The special guests for the August 2019 debut salon is preservation activist Steven Luftman, appearing in conversation with Esotouric’s Richard Schave. Luftman will share his personal path to loving and saving old buildings, including his successful landmarking of the 1960 Kurt Meyer-designed Lytton Savings and continued threats to the “protected” building from the recently approved Frank Gehry-designed mixed-use complex, his efforts to preserve and designate L.A.’s unique bungalow courts, vernacular apartments and Tom Bergin’s Irish pub, and tips for picking the the battles that will feed your soul. Q&A to follows. Plus, Professor Jeremiah Axelrod, Director for the Institute for the Study of Los Angeles (ISLA) at Occidental College, with a status report on the proposal to base ISLA at Lummis House, and poet Suzanne Lummis with some thoughts about her extraordinary grandfather, Charles Fletcher Lummis.
When: Sunday, August 11, 3:30 - 6:30
Where: Lummis House, 200 E Ave 43, Los Angeles 90031
Tickets: $36.50. You can find more details and get tickets here.
5) Made Out of WHAT presents "The Universal Sea"
You don't need to see a plastic straw being pulled out of a turtle's nose to know that plastic pollution is a problem in our world's oceans. So what to do about it? Cities are banning various forms of single-use plastic, but there are many other steps to take that are outlined in the just-released 464-page manual The Universal Sea: Pure or Plastic?!, which catalogs creative solutions to cleaning up our waters. The book is published by the Institute for Art and Innovation, based in Berlin.
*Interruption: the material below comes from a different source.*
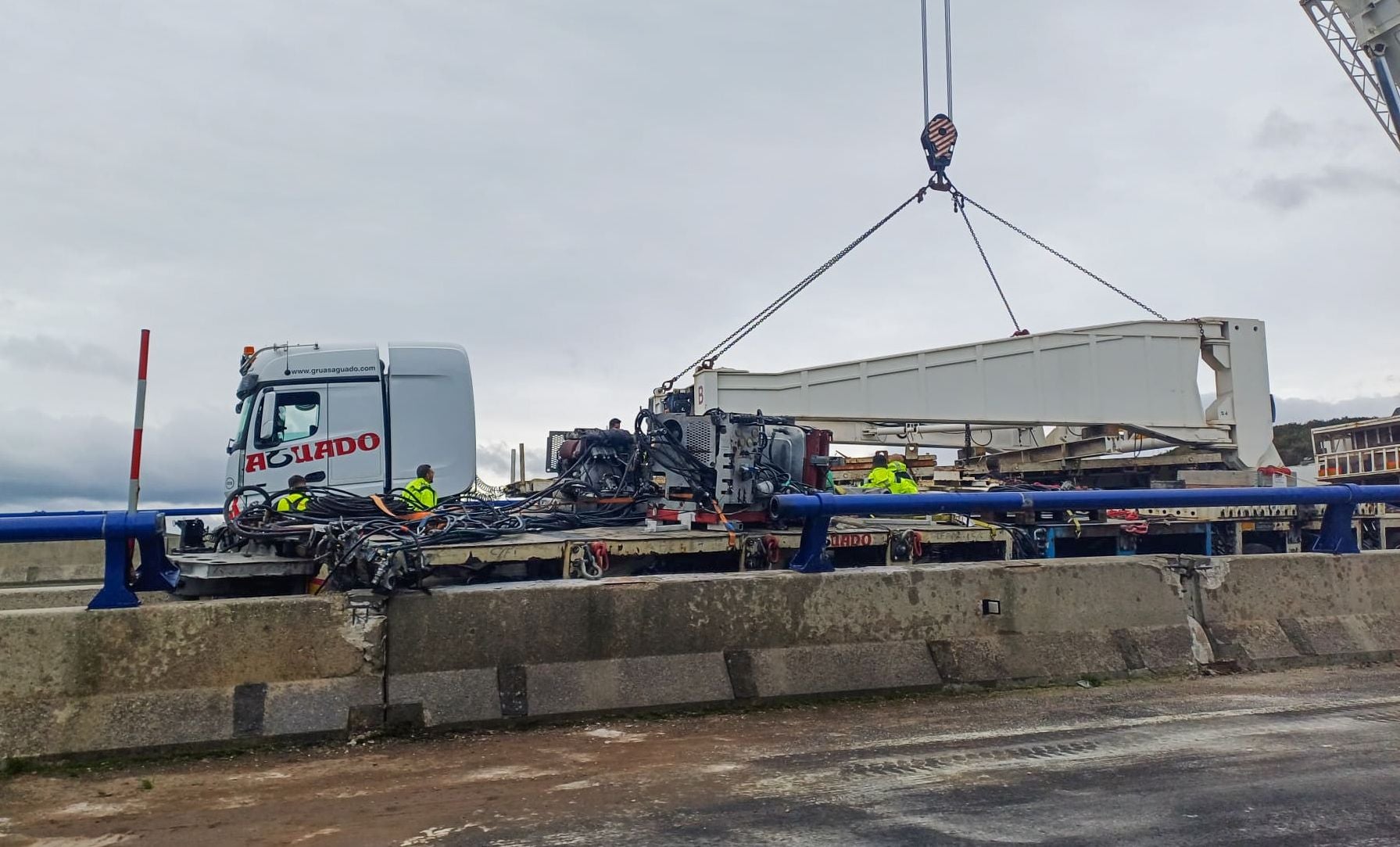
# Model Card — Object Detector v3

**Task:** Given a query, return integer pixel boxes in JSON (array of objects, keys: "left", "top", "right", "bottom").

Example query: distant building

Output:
[{"left": 1312, "top": 409, "right": 1400, "bottom": 484}]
A book launch party and art exhibition in Chinatown, hosted by celebrated actor and environmentalist Ed Begley, Jr., includes an exhibition of art made out of consumer waste and plastic debris and a VR trash experience made by German film students.
When: Art exhibition, book launch and opening party on Thursday, Aug. 8; exhibition runs through Aug. 17
Tickets: $125 for opening and book launch party. More information here.